An oak woodland is a plant community with a tree canopy dominated by oaks (Quercus spp.). In terms of canopy closure, oak woodlands are intermediate between oak savanna, which is more open, and oak forest, which is more closed. Although the community is named for the dominance of oak trees, the understory vegetation is often diverse and includes many species of grasses, sedges, forbs, ferns, shrubs, and other plants.

==Examples==
- Upper Midwestern United States oak woodlands dominated by white oak (Quercus alba), burr oak (Q. macrocarpa), and black oak (Q. velutina), with subdominant canopy species red oak (Q. rubra) and shagbark hickory (Carya ovata), with a diverse understory. The community is fire-dependent, shaped by annual, low-intensity fires.
- Cork oak (Quercus suber) woodlands in the Mediterranean region.
- Blue oak woodland is found in the inner coast ranges and the Sierra Nevada foothills in California, surrounding the Central Valley. They form what some refer to as a bathtub ring. Primary species are blue oak (Q. douglasii) and interior live oak (Q. wizlizeni), with gray pine (Pinus sabiniana), California buckeye (Aesculus californica), and western redbud (Cercis occidentalis). Blue oak woodlands cover about 2939000 acre of the state of California, and of this area about 79%, or 2322000 acre, shows no evidence of past cutting of trees.

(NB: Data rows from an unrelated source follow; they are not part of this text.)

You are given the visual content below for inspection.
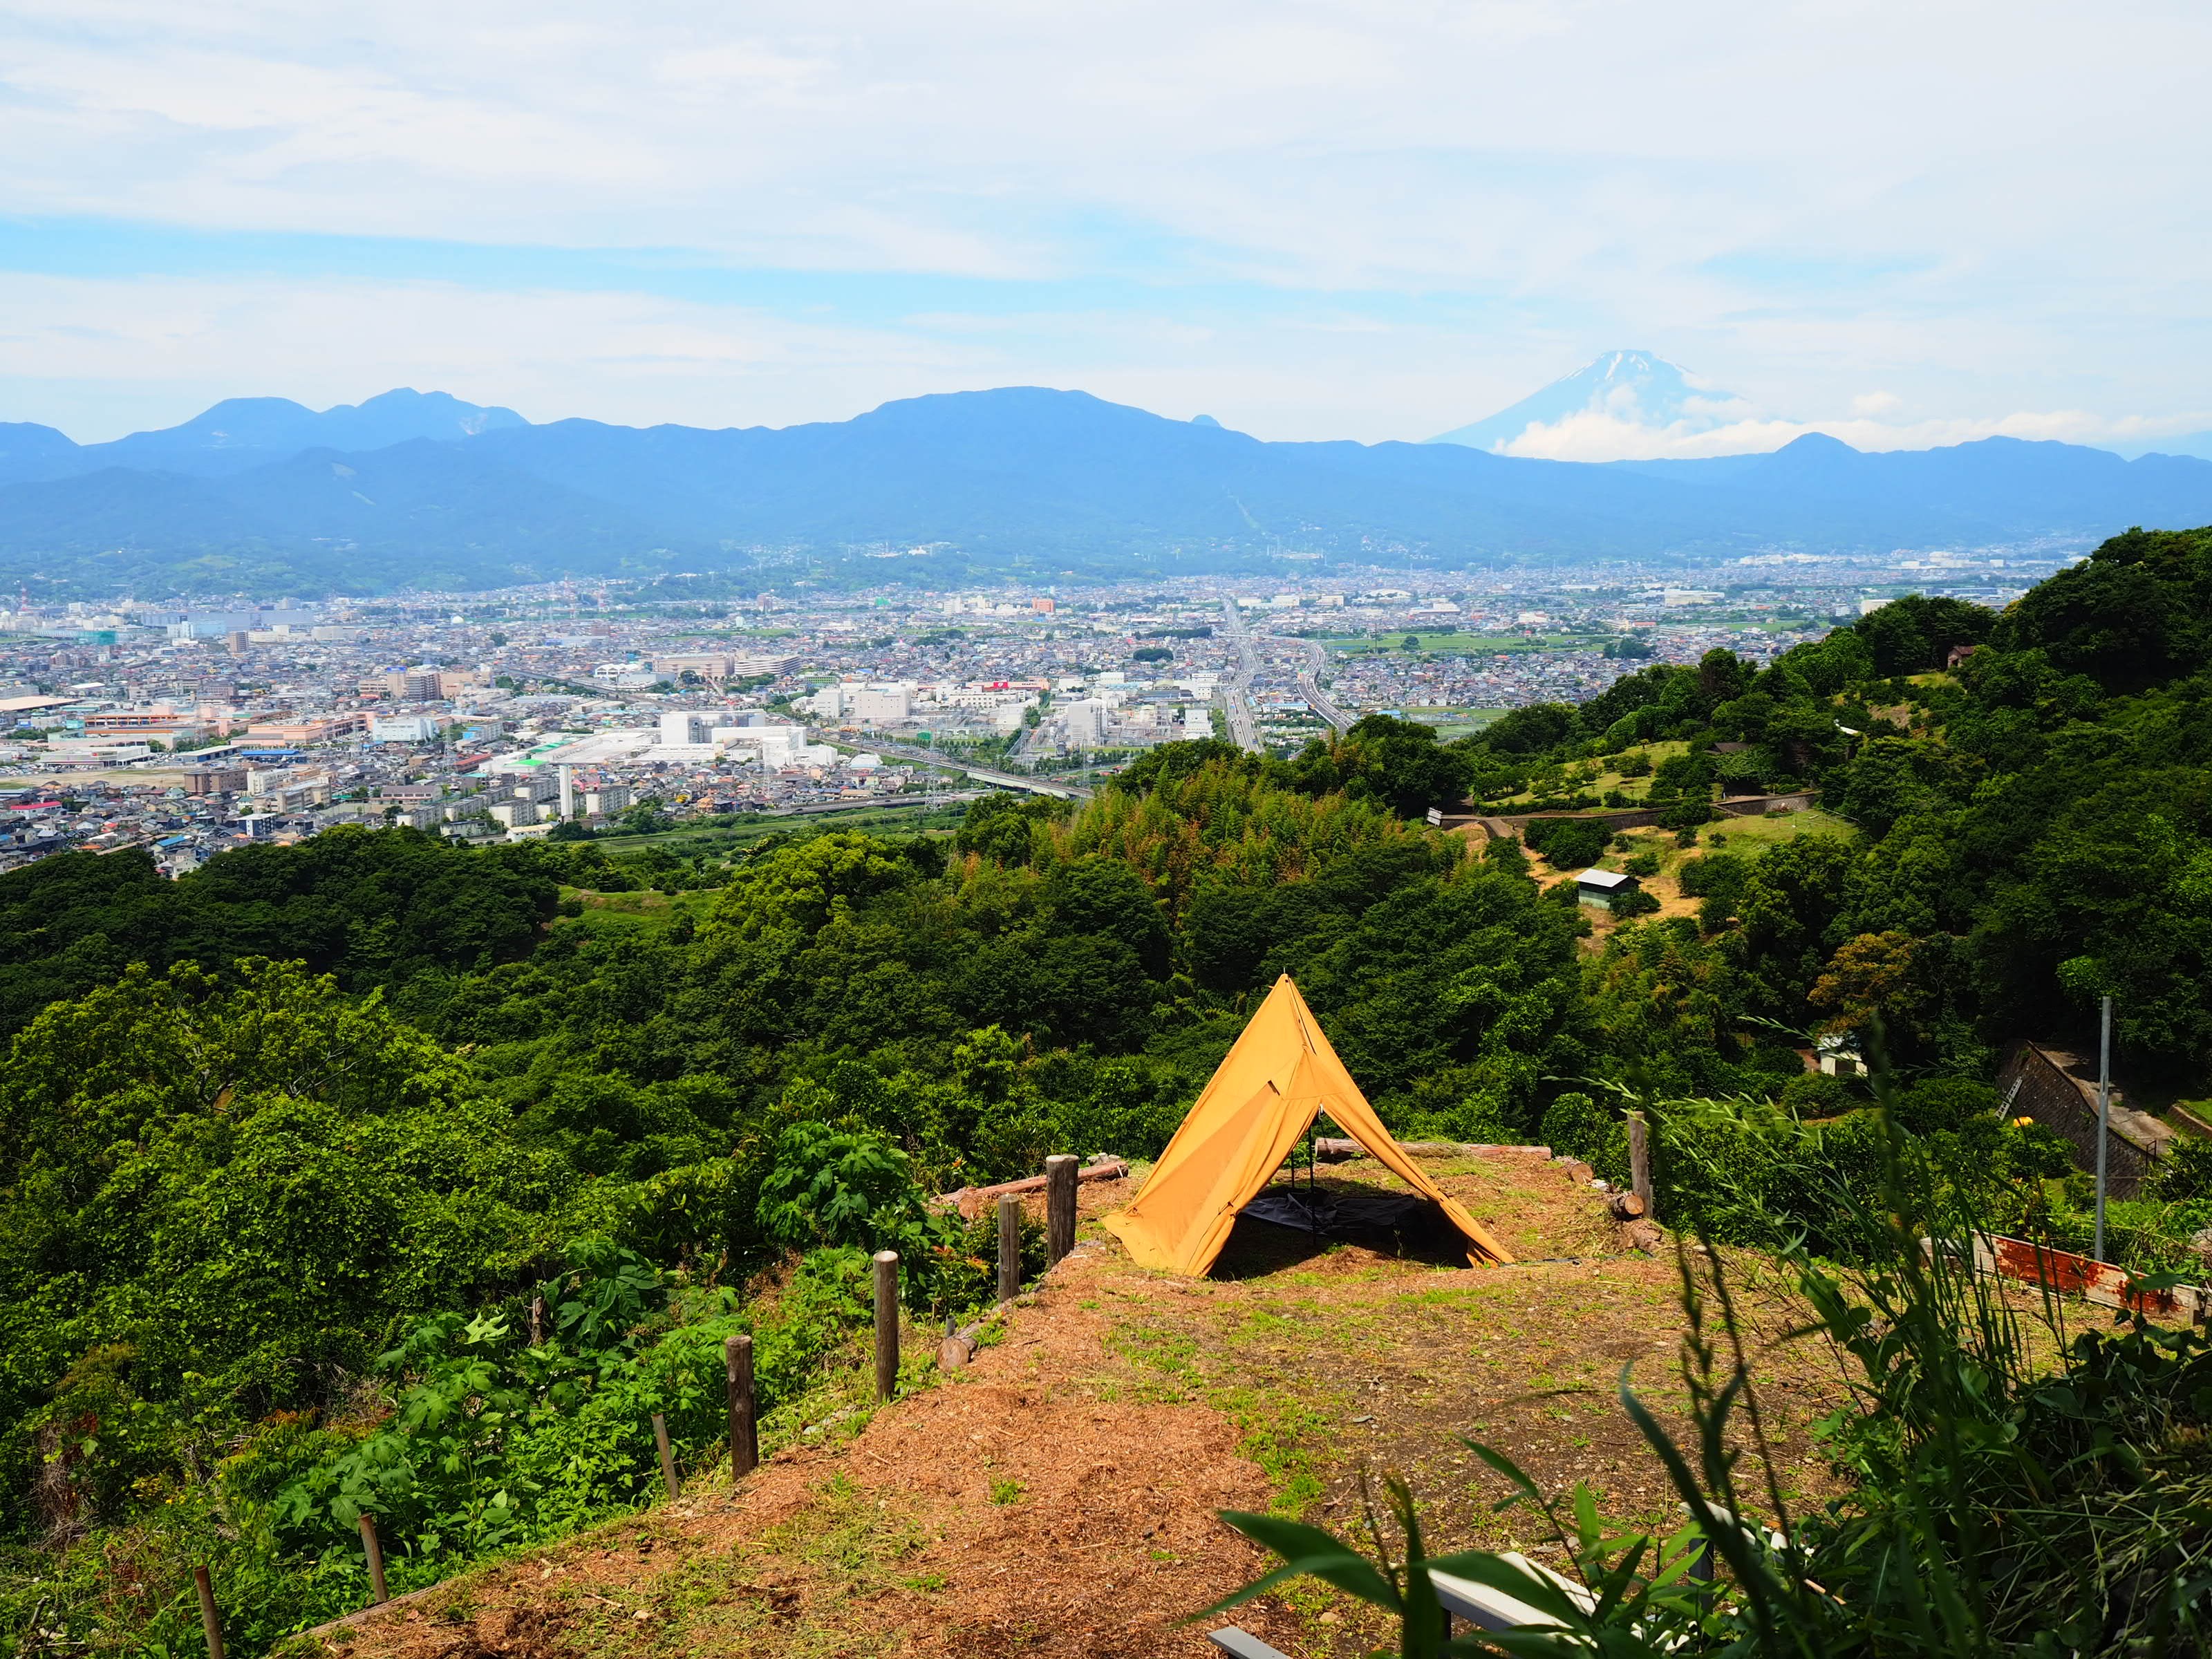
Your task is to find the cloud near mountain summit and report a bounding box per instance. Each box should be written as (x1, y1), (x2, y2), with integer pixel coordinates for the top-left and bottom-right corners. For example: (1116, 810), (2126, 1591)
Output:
(1436, 350), (2212, 462)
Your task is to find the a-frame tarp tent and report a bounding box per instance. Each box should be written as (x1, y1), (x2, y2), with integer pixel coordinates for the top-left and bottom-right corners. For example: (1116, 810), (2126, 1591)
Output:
(1102, 975), (1515, 1275)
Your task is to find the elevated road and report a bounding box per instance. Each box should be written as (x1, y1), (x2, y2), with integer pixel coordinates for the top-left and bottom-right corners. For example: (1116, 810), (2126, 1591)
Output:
(1218, 600), (1263, 753)
(1293, 637), (1355, 733)
(819, 733), (1094, 800)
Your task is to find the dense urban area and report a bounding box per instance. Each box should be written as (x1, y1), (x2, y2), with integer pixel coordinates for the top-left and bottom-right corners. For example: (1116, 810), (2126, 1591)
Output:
(0, 548), (2060, 868)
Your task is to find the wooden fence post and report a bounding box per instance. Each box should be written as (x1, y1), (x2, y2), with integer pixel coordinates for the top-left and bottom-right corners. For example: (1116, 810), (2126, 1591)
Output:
(725, 1333), (757, 1480)
(997, 1192), (1022, 1302)
(873, 1250), (901, 1401)
(358, 1512), (388, 1604)
(652, 1412), (679, 1500)
(193, 1566), (226, 1659)
(1044, 1154), (1078, 1266)
(1628, 1112), (1653, 1221)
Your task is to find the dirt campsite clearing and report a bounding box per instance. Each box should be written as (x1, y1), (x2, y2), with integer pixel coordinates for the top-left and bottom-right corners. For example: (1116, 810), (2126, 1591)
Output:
(306, 1156), (1848, 1659)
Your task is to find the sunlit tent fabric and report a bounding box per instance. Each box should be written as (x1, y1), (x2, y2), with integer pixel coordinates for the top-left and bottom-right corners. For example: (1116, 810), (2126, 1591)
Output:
(1102, 975), (1515, 1275)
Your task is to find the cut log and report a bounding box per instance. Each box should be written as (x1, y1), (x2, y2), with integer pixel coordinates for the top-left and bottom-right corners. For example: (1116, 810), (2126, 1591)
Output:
(937, 1157), (1130, 1221)
(1610, 1190), (1647, 1220)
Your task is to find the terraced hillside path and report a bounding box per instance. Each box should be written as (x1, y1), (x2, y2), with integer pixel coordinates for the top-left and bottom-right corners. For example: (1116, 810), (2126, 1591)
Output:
(312, 1152), (1841, 1659)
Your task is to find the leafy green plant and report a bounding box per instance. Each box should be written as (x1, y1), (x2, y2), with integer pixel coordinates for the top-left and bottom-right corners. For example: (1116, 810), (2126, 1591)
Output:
(756, 1121), (939, 1257)
(275, 1239), (666, 1562)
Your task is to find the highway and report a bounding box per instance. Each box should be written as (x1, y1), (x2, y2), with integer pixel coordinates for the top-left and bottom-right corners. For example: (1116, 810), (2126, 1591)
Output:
(1217, 599), (1264, 753)
(816, 732), (1095, 800)
(1293, 637), (1356, 733)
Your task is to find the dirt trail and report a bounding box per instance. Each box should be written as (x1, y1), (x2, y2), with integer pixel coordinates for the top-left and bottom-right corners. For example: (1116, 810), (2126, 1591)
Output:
(312, 1156), (1841, 1659)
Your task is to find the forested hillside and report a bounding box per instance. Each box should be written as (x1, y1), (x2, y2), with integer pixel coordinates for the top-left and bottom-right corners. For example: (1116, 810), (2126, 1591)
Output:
(3, 527), (2209, 1650)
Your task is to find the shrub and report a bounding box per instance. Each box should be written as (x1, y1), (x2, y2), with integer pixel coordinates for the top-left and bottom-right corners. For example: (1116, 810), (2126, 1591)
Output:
(1539, 1093), (1627, 1183)
(2153, 1133), (2212, 1201)
(1522, 816), (1611, 870)
(1779, 1071), (1853, 1117)
(1893, 1077), (1998, 1136)
(756, 1122), (935, 1257)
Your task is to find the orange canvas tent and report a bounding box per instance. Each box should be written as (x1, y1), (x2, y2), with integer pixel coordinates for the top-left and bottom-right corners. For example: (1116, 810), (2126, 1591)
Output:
(1102, 975), (1515, 1275)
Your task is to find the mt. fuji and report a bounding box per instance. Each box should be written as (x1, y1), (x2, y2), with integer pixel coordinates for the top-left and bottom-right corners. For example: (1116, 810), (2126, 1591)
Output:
(1427, 350), (1763, 459)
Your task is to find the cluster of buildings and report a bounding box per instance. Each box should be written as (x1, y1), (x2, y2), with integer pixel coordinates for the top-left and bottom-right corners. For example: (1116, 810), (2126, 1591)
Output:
(797, 670), (1215, 759)
(0, 546), (2071, 872)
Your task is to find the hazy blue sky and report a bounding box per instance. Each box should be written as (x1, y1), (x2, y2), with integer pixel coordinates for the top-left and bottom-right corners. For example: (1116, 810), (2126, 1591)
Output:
(3, 0), (2207, 451)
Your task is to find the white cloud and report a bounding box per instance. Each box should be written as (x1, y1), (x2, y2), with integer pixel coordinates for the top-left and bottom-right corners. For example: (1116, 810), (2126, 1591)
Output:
(0, 270), (1510, 441)
(0, 273), (969, 435)
(0, 1), (2209, 434)
(1496, 408), (2212, 463)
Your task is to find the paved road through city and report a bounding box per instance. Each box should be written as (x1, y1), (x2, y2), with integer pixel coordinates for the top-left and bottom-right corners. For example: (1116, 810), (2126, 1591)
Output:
(1292, 636), (1355, 733)
(1218, 599), (1263, 753)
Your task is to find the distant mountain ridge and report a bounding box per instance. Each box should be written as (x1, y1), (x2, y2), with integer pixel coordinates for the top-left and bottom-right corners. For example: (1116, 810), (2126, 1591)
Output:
(0, 389), (527, 485)
(1, 385), (2210, 594)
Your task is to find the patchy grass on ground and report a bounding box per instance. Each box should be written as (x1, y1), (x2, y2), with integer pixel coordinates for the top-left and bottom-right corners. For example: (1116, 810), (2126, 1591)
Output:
(313, 1154), (1862, 1659)
(1697, 807), (1855, 852)
(557, 888), (720, 937)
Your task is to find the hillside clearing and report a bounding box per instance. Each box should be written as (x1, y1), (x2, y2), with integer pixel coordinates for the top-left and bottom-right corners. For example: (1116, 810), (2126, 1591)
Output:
(308, 1154), (1846, 1659)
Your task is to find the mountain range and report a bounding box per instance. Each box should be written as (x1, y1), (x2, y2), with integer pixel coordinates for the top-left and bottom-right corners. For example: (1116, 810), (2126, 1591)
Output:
(5, 384), (2212, 594)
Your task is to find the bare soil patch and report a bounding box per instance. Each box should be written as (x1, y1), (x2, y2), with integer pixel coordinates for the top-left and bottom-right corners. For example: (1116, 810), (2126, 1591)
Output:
(312, 1154), (1844, 1659)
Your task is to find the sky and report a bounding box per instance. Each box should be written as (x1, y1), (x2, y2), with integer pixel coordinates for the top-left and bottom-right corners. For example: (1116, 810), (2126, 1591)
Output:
(2, 0), (2209, 454)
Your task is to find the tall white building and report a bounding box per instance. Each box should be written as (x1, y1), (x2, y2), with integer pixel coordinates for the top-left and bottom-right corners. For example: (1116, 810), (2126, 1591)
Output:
(845, 684), (912, 723)
(583, 785), (632, 816)
(659, 710), (715, 746)
(1060, 699), (1108, 744)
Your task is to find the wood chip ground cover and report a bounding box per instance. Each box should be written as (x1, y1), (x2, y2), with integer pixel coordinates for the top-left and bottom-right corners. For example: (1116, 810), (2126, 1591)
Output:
(306, 1154), (1848, 1659)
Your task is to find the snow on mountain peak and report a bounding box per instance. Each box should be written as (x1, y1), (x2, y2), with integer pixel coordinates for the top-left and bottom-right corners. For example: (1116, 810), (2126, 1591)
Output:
(1427, 351), (1766, 460)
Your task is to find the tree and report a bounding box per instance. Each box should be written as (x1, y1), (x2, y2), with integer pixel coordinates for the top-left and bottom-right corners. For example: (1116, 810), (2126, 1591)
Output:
(1476, 702), (1577, 757)
(1808, 930), (1923, 1036)
(1044, 855), (1170, 978)
(1521, 817), (1610, 870)
(953, 793), (1067, 865)
(1288, 715), (1468, 817)
(0, 959), (585, 1464)
(1991, 525), (2209, 693)
(615, 797), (675, 835)
(1851, 593), (1996, 676)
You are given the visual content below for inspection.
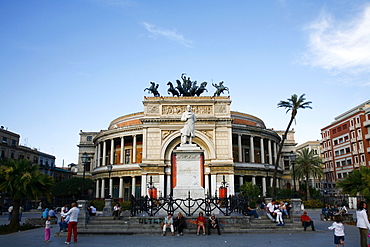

- In California's mediterranean climate oak woodlands exist between 60 and 700 meters in elevation. There are three main geographic regions for oak woodlands in California. North of the Central Valley, Central Valley Foothills and Coastal Range, and South of the Central Valley. California Valley oak woodland holds valley oak (Quercus lobata), California sycamore (Platanus racemosa), black walnut (Juglans nigra), California boxelder, and Fremont cottonwood (Populus fremontii). This woodland can be found between 500 and 1700 meters above sea level. The soils are deep and made from alluvium.